The Federal Reserve Board’s policy-setting Federal Open Market Committee, as expected, raised short-term interest rates another half-point. In the Fed’s official statement, there was no acknowledgment that inflationary pressures have been easing. Even the lower-than-expected increase in the Consumer Price Index, released yesterday, tempered neither the Fed’s action nor its rhetoric.
On the contrary, the Fed doubled down on its explicit commitment to bring inflation all the way down to 2 percent, a level that more and more economists consider unnecessary and unattainable except at grave costs to the real economy. But the statement flatly declared, “The Committee is strongly committed to returning inflation to its 2 percent objective.”
The Fed also explicitly committed itself to further rate increases: “The Committee anticipates that ongoing increases in the target range will be appropriate in order to attain a stance of monetary policy that is sufficiently restrictive to return inflation to 2 percent over time.”
The Fed’s target short-term interest rate is now set at 4.25 to 4.5 percent, the highest that it’s been since 2007. Median GDP growth is projected to be just 0.5 percent this year and next, or just above recession level.
Even worse, the vote was unanimous.

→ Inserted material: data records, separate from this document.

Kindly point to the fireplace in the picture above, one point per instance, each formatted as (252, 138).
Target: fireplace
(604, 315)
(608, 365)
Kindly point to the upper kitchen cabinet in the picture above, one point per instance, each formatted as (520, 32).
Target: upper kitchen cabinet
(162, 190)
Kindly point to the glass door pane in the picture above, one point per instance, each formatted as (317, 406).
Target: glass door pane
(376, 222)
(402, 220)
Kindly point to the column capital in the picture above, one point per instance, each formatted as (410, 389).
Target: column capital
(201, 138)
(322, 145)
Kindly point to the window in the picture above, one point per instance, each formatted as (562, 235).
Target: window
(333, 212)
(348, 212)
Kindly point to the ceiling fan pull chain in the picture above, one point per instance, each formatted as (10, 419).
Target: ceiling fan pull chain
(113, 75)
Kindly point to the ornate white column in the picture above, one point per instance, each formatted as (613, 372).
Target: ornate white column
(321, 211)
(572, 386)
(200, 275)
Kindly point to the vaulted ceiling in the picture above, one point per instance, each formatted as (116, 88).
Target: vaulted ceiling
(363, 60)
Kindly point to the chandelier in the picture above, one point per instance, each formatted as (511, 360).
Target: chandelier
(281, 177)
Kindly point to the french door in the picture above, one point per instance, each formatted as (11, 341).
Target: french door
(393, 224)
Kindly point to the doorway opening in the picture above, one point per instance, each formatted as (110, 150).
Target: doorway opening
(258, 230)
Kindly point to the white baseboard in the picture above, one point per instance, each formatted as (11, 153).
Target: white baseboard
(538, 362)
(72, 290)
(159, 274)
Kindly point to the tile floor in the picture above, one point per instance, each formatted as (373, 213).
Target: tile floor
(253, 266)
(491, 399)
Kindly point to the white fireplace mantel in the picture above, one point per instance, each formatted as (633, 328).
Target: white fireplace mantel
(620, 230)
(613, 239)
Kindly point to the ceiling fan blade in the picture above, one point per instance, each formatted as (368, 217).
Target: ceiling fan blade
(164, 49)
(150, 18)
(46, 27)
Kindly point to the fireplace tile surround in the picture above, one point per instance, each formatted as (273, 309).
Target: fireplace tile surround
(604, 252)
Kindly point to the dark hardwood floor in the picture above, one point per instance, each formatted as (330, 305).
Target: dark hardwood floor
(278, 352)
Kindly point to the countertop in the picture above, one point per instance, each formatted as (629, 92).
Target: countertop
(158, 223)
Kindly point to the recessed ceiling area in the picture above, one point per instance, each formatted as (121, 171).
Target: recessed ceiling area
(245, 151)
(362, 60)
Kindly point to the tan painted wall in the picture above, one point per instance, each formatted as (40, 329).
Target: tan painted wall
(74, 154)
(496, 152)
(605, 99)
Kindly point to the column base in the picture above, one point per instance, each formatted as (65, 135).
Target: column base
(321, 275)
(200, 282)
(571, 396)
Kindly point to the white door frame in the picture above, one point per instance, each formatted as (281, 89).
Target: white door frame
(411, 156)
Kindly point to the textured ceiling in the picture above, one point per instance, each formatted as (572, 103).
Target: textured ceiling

Although some members of the FOMC, such has Fed Governor Lael Brainard, Boston Fed President Susan Collins, and Kansas City Fed President Esther George, have spoken of the need to temper the Fed’s ultra-hawkish rate hikes, all of them voted for today’s action. In the Fed culture, the peer pressure against dissent is immense.
The Fed forecast that the Personal Consumption Expenditures price index (its preferred inflation index), slightly different from the CPI, will still be at 3.5 percent next year, and 2.5 percent in 2024. That’s above their target of 2 percent—which is used as justification for the Fed to keep crushing the economy.
Speaking at a press conference immediately following the Fed’s two-day meeting, Chair Jay Powell said, with satisfaction, “Unemployment is projected to rise to 4.6 percent next year.”
“We are not at a sufficiently restrictive policy stance yet,” he added. “We still see a very strong labor market,” Powell said with regret.
He did hint that the Fed might be open to slower rates of increase, possibly a quarter-point at each meeting rather than a half- or three-quarter-point hike. This may have been a concession to the relative doves on the Open Market Committee.
Reporting on the Fed’s decision, Powell did not say one word about supply shocks. Given that supply constraints were the main drivers of inflation, that omission was appalling. Nor did the elite financial press—the reporters from The New York Times, Wall Street Journal, CNBC, Reuters, Financial Times—ask any questions on supply chains. Thus the echo chamber of the Fed culture, including the tame media that covers it.
Talleyrand is said to have remarked of the Bourbon dynasty, which was restored after the defeat of Napoleon, “They have learned nothing and forgotten nothing.” The Bourbons were open-minded compared to Jay Powell.